Are Police Protests Leading to an Increase in Crime?
Homicides are up in major cities. The combination of pandemic, recession and the two-way street of distrust between police and the communities they serve has created a “toxic mix of despair.”
A Wendy’s restaurant on University Avenue in Atlanta has become a flashpoint in the national debate over criminal justice. On June 12, Rayshard Brooks was killed there by a police officer during a scuffle, with the area then becoming became an encampment patrolled by armed protesters. On July 4, an 8-year-old girl named Secoriea Turner was shot and killed across the street in her mother’s car as the driver sought to avoid a roadblock.

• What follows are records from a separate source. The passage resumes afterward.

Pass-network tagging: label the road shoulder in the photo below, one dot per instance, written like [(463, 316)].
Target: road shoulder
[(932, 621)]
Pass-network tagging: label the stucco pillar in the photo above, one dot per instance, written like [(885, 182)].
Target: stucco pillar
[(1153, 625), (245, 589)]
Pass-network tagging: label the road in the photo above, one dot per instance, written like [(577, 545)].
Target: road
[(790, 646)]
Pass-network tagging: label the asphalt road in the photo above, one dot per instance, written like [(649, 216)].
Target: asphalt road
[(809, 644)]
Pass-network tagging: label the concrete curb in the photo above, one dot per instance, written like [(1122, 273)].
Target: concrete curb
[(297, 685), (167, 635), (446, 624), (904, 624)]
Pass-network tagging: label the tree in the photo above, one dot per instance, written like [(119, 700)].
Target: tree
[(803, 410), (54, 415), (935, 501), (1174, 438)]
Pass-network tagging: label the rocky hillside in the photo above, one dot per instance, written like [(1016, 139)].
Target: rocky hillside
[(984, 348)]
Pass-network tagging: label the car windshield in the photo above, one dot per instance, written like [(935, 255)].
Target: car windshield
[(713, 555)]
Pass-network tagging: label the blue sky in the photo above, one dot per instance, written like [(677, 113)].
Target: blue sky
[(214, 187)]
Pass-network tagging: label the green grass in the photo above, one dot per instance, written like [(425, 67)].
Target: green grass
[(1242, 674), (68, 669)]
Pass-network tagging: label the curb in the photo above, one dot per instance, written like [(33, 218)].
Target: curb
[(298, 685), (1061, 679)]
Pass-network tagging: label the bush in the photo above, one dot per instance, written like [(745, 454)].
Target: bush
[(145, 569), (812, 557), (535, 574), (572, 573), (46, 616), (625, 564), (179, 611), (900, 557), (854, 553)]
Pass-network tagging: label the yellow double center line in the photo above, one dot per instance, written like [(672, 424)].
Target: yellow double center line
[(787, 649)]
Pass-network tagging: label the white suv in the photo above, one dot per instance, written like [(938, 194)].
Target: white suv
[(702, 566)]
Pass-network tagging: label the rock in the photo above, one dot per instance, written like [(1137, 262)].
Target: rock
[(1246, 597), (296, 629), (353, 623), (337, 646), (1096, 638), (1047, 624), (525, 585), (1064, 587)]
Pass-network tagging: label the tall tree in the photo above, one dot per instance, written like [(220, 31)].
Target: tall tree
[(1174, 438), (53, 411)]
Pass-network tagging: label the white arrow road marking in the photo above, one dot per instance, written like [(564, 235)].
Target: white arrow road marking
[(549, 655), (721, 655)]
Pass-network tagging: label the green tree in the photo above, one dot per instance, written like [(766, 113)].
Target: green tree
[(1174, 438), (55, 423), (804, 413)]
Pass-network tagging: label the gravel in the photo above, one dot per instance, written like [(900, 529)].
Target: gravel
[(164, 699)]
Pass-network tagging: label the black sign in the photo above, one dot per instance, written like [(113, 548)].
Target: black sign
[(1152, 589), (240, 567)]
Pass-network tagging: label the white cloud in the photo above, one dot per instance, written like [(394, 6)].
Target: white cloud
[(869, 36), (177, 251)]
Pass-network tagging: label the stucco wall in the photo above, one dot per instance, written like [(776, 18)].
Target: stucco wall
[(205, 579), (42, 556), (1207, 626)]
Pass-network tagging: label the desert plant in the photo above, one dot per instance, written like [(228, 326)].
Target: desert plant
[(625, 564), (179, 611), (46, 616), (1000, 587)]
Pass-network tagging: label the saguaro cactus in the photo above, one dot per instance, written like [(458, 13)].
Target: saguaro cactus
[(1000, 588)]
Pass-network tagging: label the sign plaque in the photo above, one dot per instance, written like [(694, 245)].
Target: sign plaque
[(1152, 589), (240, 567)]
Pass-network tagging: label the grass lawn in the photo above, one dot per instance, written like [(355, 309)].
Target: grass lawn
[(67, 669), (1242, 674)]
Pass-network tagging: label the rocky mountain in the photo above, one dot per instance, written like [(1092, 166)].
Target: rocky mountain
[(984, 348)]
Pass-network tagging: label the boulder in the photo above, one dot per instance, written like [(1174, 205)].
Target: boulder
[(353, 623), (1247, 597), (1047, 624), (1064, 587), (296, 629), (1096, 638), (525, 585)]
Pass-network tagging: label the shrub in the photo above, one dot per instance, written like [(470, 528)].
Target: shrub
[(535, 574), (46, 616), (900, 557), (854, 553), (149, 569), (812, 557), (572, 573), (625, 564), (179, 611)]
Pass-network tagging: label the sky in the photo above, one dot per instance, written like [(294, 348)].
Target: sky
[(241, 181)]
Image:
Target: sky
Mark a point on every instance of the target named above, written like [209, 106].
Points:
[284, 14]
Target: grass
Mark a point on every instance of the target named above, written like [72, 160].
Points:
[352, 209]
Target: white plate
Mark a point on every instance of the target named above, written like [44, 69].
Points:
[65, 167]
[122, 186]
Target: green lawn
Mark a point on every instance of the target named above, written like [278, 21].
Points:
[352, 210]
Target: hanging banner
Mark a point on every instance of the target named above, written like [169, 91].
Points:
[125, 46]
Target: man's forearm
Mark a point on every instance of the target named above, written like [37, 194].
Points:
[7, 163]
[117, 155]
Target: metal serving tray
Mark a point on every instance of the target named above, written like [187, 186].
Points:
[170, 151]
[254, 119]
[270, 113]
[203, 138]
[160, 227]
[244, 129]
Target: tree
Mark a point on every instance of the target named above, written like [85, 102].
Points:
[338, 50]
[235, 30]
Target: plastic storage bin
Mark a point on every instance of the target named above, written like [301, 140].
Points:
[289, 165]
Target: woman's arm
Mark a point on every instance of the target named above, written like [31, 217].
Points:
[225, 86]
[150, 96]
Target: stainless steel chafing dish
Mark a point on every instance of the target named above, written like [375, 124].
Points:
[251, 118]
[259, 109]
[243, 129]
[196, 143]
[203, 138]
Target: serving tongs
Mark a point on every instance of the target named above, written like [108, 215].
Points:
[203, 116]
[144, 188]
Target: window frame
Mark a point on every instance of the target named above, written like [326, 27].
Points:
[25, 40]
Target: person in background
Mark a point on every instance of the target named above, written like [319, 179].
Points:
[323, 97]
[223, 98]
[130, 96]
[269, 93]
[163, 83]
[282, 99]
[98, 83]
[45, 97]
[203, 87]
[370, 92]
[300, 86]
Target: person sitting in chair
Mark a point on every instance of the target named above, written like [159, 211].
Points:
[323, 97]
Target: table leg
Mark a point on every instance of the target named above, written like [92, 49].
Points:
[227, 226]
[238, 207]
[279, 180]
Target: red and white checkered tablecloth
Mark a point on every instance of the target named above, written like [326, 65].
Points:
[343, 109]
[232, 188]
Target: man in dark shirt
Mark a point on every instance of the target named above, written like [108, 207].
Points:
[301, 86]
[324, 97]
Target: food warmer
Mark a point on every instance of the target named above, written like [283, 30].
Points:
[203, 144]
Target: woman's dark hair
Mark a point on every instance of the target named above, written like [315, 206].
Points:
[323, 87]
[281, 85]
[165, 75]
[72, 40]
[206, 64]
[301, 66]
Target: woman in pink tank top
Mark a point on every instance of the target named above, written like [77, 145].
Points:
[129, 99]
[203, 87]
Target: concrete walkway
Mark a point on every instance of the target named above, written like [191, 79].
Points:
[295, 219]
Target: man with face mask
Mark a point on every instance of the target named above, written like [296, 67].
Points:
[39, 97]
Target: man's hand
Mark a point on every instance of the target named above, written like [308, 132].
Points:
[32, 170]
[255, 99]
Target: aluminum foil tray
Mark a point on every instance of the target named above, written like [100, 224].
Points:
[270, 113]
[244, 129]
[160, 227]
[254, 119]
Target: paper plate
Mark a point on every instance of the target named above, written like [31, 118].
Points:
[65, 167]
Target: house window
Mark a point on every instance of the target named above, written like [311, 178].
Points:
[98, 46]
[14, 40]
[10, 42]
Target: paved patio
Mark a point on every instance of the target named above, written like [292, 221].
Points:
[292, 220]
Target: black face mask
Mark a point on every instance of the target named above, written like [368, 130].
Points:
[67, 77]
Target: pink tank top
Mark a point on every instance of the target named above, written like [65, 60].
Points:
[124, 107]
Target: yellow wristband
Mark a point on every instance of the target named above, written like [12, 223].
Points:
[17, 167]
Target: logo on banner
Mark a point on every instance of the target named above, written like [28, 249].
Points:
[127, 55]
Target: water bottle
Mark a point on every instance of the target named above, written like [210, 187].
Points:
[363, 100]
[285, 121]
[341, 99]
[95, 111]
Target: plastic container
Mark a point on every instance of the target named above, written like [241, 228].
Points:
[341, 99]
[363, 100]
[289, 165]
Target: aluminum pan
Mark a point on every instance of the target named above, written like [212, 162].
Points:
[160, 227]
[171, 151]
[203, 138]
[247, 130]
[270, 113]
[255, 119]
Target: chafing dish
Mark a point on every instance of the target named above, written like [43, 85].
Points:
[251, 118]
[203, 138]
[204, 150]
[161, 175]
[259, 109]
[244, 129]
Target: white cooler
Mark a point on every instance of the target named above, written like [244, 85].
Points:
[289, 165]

“It has to stop,” Atlanta Mayor Keisha Lance Bottoms declared after the girl’s killing. She ordered the area around Wendy’s cleared by police, but protesters were back marching at the site this past Saturday.
Turner’s death was not the only killing of a child over the July 4 weekend. This past Sunday, 1-year-old Davell Gardner was shot and killed at a Brooklyn cookout, while three adults were injured. In Philadelphia, homicides have increased almost 30 percent over last year at this point. Murders have increased in other major cities including Baltimore, Kansas City, Los Angeles and Milwaukee.
“Everyone has been cooped up in a lot of these cities for a long time,” says Chris Herrmann, an assistant professor of law and police science at CUNY’s John Jay College of Criminal Justice. “A lot of them are looking to settle scores for the last 12 or 14 weeks.”